Dalla Calabria, da Gioia Tauro. Non a caso sceglie questa parte del profondo Sud il Capo del Governo per presentare il Piano per il Mezzogiorno. Una programmazione fino al 2030 e un motivo conduttore. "Se riparte il Sud riparte l'Italia" ripete Giuseppe Conte, che in una scuola della città presenta quello che considera un'idea di Sud da qui al 2030 con un primo impatto di 22 miliardi per il 2020 e 2021. E poi investimenti e infrastrutture, treni e alta velocità. "Lavoriamo per portare a quattro ore di tempo il viaggio in treno da Roma a Reggio Calabria" promette Conte.
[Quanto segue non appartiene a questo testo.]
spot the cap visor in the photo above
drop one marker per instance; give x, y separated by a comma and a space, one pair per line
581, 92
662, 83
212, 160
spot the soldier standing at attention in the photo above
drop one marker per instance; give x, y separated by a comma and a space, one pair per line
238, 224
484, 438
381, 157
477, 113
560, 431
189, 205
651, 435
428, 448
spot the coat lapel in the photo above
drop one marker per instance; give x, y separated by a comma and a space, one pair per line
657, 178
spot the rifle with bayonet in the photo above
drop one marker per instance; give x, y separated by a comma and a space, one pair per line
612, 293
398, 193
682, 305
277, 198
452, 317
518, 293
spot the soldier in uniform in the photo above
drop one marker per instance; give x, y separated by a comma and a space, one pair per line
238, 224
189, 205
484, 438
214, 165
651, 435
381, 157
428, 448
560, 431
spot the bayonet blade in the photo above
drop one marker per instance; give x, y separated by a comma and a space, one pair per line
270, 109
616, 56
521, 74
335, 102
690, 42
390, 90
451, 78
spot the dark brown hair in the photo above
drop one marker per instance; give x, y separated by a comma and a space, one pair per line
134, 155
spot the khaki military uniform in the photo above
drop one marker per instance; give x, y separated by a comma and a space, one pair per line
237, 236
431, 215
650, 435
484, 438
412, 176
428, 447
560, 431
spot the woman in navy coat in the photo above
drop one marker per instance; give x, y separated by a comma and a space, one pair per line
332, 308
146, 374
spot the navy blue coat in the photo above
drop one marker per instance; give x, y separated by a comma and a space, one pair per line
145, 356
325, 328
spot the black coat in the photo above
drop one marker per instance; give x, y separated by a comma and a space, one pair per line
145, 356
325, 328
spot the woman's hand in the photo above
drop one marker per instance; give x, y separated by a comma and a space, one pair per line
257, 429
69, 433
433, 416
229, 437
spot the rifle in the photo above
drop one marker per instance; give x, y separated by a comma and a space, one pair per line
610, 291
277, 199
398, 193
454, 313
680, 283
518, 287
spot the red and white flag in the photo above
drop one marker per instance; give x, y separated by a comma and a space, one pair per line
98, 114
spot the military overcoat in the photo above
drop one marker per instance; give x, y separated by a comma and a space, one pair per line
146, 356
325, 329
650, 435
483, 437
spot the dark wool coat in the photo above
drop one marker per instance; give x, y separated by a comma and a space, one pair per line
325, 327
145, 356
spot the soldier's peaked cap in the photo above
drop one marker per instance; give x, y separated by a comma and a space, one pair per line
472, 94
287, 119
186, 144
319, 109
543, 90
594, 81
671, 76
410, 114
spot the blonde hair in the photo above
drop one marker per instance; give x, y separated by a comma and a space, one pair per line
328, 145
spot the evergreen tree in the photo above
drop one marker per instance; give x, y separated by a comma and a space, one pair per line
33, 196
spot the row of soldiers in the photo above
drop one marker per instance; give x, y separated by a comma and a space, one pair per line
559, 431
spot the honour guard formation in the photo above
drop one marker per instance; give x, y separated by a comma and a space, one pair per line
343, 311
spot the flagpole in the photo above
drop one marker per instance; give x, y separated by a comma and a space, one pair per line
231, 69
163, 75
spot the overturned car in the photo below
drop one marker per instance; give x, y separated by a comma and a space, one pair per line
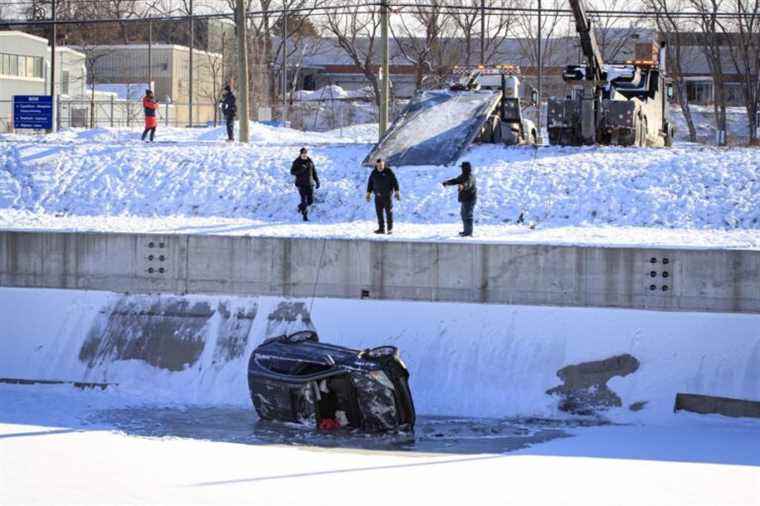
296, 378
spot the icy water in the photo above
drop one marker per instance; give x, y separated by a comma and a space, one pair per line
431, 434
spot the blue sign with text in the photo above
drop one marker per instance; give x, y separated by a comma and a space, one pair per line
33, 111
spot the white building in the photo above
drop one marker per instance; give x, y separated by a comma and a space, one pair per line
25, 70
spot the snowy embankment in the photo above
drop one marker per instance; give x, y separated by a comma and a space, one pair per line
501, 366
616, 192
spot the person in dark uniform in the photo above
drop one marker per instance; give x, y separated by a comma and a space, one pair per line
306, 177
468, 195
229, 109
150, 104
383, 183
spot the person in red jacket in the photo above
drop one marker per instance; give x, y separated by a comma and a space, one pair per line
150, 105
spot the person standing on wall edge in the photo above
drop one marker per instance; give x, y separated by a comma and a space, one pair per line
229, 109
306, 177
468, 195
383, 183
150, 105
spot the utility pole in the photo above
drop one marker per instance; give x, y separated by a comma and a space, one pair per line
482, 32
385, 84
540, 75
192, 42
53, 45
284, 70
243, 70
150, 56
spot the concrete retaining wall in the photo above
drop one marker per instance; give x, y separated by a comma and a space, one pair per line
690, 280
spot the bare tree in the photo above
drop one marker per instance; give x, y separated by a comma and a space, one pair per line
357, 35
551, 41
671, 29
425, 53
743, 37
614, 33
469, 22
211, 66
710, 40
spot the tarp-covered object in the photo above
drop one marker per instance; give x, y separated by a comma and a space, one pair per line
435, 128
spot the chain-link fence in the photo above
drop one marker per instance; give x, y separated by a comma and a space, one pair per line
115, 113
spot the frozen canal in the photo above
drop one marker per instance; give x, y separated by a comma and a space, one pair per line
60, 446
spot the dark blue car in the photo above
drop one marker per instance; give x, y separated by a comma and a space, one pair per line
296, 378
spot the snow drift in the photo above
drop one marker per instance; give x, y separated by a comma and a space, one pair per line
464, 359
108, 172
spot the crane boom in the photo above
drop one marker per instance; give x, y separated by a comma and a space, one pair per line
589, 45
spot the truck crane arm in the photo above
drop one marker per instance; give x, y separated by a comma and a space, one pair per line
589, 45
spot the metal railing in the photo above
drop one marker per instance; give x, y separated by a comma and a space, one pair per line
117, 113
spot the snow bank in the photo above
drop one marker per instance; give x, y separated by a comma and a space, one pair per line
108, 172
465, 359
331, 92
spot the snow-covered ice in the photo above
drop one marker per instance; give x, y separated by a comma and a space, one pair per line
53, 452
105, 179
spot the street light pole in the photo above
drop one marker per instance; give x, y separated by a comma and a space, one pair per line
385, 84
192, 42
53, 46
540, 75
284, 70
482, 32
242, 69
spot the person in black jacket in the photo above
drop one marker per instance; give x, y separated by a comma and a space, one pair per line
383, 183
468, 195
306, 176
229, 109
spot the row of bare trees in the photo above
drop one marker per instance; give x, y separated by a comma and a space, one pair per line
729, 45
429, 37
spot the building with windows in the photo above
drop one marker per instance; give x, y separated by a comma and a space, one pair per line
25, 70
167, 66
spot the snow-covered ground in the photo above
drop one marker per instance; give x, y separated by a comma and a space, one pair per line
105, 179
191, 436
57, 447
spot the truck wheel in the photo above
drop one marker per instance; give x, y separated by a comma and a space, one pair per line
644, 132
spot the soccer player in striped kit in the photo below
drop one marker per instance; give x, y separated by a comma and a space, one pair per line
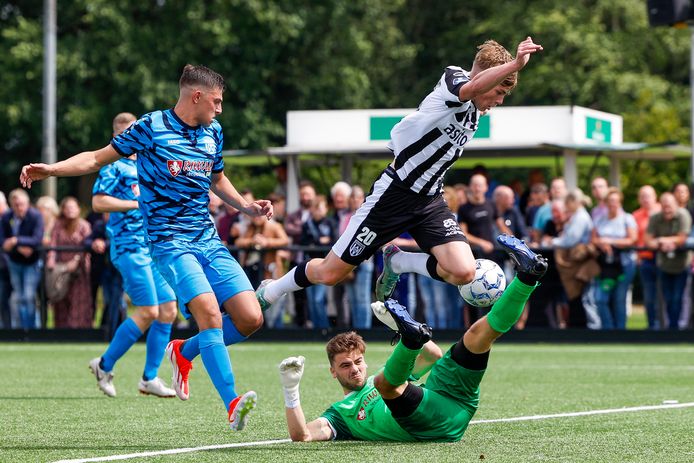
178, 161
407, 195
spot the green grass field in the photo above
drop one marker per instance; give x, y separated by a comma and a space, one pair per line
50, 408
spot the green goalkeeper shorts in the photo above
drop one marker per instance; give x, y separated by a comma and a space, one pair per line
451, 398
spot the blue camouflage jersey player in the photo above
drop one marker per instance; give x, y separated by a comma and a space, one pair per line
116, 192
178, 161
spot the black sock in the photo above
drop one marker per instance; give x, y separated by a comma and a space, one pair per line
300, 277
467, 359
431, 268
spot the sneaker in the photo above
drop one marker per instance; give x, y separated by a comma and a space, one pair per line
385, 284
155, 387
239, 409
526, 260
260, 295
104, 379
407, 326
181, 368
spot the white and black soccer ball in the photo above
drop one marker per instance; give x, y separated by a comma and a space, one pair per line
487, 286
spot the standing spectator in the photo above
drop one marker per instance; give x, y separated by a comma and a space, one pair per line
539, 196
649, 205
75, 310
293, 225
575, 265
478, 217
599, 188
359, 287
318, 230
5, 285
20, 234
612, 233
340, 193
667, 231
512, 221
49, 211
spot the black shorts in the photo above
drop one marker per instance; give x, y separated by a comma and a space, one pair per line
391, 209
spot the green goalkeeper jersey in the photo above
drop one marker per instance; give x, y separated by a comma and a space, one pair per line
363, 415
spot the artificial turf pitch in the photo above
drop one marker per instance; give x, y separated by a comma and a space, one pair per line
50, 408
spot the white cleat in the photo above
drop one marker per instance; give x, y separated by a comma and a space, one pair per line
155, 387
104, 379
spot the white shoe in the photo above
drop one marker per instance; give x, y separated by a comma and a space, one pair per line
155, 387
104, 379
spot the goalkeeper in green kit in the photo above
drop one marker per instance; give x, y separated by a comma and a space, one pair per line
387, 406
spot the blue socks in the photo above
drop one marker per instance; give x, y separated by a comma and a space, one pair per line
126, 335
217, 363
157, 338
191, 348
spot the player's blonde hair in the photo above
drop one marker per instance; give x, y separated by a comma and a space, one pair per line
491, 54
123, 119
344, 342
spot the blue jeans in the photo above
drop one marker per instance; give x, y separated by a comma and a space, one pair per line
317, 305
359, 295
672, 288
649, 283
25, 281
611, 299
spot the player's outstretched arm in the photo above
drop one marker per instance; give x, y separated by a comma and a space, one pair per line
486, 80
223, 188
79, 164
106, 203
291, 371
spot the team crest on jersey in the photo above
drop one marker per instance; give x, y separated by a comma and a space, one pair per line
356, 248
174, 166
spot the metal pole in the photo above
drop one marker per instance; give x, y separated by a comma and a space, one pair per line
49, 152
691, 91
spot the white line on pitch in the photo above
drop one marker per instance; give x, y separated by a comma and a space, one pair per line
284, 441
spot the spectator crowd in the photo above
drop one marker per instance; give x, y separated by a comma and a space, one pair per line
597, 251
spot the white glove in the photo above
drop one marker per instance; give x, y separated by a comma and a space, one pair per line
291, 371
379, 309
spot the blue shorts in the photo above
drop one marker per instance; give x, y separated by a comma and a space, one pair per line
199, 267
141, 279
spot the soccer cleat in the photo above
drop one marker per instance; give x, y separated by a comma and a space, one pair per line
526, 260
408, 327
260, 295
104, 379
155, 387
385, 284
181, 368
239, 409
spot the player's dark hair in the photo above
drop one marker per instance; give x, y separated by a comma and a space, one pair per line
344, 342
202, 76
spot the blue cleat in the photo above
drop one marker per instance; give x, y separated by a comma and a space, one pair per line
385, 284
526, 260
408, 327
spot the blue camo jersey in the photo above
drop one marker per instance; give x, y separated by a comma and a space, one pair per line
174, 164
125, 229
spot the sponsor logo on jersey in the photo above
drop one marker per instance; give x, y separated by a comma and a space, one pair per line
356, 248
361, 416
175, 167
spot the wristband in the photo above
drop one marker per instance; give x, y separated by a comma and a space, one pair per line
291, 397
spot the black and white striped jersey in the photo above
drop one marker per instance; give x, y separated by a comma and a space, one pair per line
427, 142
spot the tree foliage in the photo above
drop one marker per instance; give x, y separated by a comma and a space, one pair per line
327, 54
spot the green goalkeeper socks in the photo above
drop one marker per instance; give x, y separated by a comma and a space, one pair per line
508, 309
400, 363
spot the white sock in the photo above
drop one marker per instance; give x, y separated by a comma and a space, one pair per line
409, 262
277, 288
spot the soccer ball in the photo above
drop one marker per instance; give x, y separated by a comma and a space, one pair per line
487, 286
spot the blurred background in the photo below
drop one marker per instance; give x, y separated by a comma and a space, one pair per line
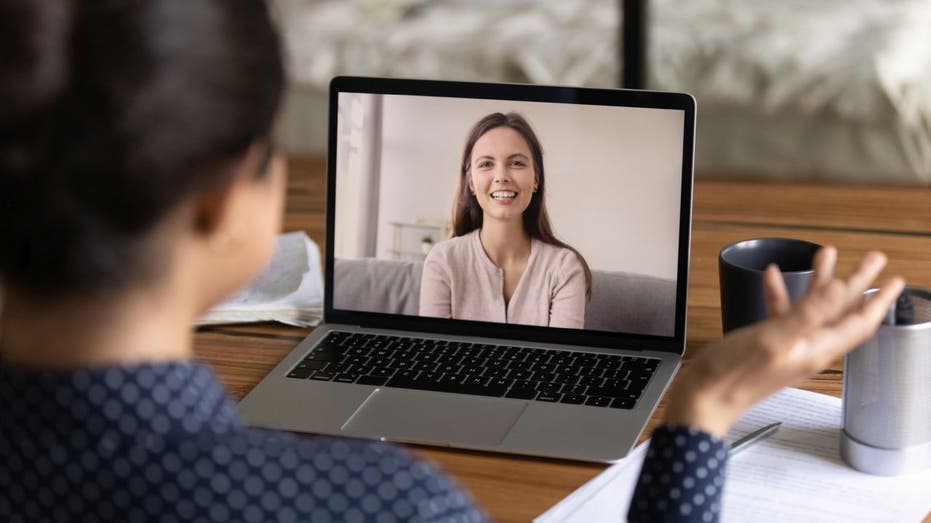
819, 90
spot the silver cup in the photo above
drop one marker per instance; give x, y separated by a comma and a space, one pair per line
887, 392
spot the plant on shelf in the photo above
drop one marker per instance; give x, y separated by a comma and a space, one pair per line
426, 243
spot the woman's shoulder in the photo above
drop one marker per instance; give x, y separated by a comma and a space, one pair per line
556, 254
454, 247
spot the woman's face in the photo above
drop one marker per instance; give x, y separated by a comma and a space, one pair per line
501, 174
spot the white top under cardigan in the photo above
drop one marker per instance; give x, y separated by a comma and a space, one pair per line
461, 282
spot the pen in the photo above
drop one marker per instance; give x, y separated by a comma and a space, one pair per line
755, 436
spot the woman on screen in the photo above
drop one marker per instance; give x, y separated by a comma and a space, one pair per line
503, 263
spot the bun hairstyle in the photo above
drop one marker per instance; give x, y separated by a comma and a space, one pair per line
111, 113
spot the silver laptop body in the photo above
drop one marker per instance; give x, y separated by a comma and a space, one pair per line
619, 181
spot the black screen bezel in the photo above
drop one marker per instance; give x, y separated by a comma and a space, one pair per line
531, 93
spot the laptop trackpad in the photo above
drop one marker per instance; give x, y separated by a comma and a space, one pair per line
434, 417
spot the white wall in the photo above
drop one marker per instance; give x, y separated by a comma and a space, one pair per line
612, 174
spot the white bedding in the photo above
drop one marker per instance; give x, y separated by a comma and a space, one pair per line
860, 69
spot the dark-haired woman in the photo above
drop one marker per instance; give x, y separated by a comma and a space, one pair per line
139, 185
503, 263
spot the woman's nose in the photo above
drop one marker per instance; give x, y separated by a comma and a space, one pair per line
502, 174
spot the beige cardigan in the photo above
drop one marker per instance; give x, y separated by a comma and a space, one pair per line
460, 282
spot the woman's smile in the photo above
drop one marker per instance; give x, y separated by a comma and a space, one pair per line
502, 175
504, 197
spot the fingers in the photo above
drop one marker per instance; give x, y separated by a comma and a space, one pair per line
774, 289
828, 299
831, 343
869, 268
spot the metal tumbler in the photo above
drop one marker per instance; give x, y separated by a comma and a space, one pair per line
887, 392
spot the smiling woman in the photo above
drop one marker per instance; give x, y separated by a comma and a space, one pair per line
503, 263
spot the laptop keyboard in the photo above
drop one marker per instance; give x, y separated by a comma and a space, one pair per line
598, 380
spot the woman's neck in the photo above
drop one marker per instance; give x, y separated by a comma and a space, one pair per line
505, 241
132, 327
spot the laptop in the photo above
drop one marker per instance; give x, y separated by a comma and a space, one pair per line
571, 365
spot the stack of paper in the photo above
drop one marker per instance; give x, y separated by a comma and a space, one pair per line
795, 475
290, 290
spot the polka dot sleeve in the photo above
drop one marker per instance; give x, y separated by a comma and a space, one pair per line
161, 443
681, 479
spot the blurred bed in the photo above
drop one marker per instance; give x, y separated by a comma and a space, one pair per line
788, 89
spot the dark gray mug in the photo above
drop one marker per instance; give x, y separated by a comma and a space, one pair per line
740, 272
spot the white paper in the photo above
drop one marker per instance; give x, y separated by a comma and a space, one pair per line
795, 475
289, 290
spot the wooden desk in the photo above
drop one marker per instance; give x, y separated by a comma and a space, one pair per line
516, 489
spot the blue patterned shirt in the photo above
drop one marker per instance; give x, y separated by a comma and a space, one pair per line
163, 443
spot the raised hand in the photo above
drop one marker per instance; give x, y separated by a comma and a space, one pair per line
751, 363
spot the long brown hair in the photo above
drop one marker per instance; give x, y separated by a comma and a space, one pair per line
467, 214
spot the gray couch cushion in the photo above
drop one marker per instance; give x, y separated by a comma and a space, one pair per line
620, 301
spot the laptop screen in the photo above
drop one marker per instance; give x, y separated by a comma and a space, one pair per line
509, 211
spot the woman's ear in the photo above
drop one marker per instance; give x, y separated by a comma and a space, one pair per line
210, 207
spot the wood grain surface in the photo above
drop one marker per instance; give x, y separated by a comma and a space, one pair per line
516, 488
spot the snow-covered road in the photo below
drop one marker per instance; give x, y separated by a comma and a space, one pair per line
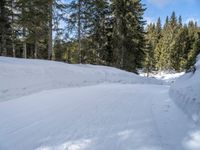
99, 117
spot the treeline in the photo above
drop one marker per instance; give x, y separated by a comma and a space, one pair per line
105, 32
173, 46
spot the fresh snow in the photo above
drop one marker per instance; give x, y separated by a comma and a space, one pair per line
167, 76
19, 77
47, 105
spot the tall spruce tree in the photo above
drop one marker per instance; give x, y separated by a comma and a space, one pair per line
128, 33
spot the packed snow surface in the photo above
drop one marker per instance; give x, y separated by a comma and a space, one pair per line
19, 77
117, 110
167, 76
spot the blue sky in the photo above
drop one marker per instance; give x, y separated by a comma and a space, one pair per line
188, 9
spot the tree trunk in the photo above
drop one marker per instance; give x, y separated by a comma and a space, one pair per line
13, 32
79, 32
13, 49
51, 54
24, 44
35, 50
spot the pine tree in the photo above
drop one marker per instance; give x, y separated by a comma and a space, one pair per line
128, 33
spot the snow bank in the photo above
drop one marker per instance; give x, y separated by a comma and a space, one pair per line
167, 76
19, 77
186, 92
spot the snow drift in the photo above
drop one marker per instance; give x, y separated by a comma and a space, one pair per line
186, 92
19, 77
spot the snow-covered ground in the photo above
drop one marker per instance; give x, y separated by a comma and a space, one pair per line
186, 92
168, 77
51, 108
19, 77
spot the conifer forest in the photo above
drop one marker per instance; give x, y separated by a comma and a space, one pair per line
104, 32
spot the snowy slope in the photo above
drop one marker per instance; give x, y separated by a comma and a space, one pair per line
101, 117
20, 77
186, 92
53, 109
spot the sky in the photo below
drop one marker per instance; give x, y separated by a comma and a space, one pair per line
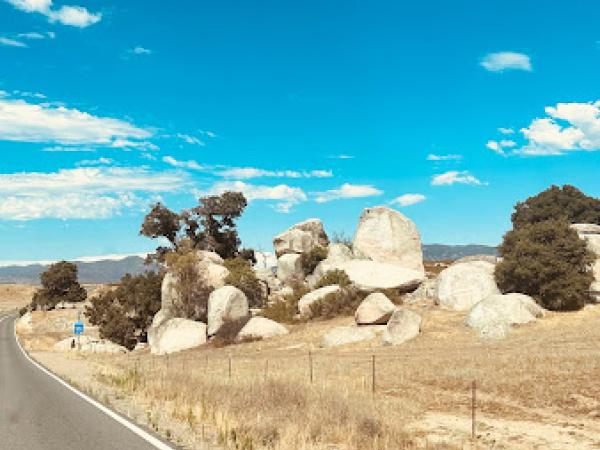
449, 112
Alla base di questo pacchetto di misure ci sono la garanzia e il rafforzamento della clausola del 34% degli investimenti pubblici per il Sud, soprattutto da parte di Ferrovie e ANAS, e una maggiore capacità di utilizzo dei Fondi Europei di Sviluppo e Coesione, anche in funzione della spinta verde nell'economia. All'incontro erano presenti anche i Ministri dell'Istruzione, Lucia Azzolina, e quello del Sud, Giuseppe Provenzano che assicura sulle coperture finanziarie. La legge l'abbiamo già immaginata, la legge di bilancio, anzi abbiamo organizzato tutto per fare questo Piano poi con atti amministrativi, per non avere bisogno sempre di leggi per realizzare le cose. La sfida è lanciata, il traguardo alto, però, per i passati insuccessi. È il momento in cui l'azione e le decisioni del Governo sono bloccate in mille estenuanti scontri e contrapposizioni.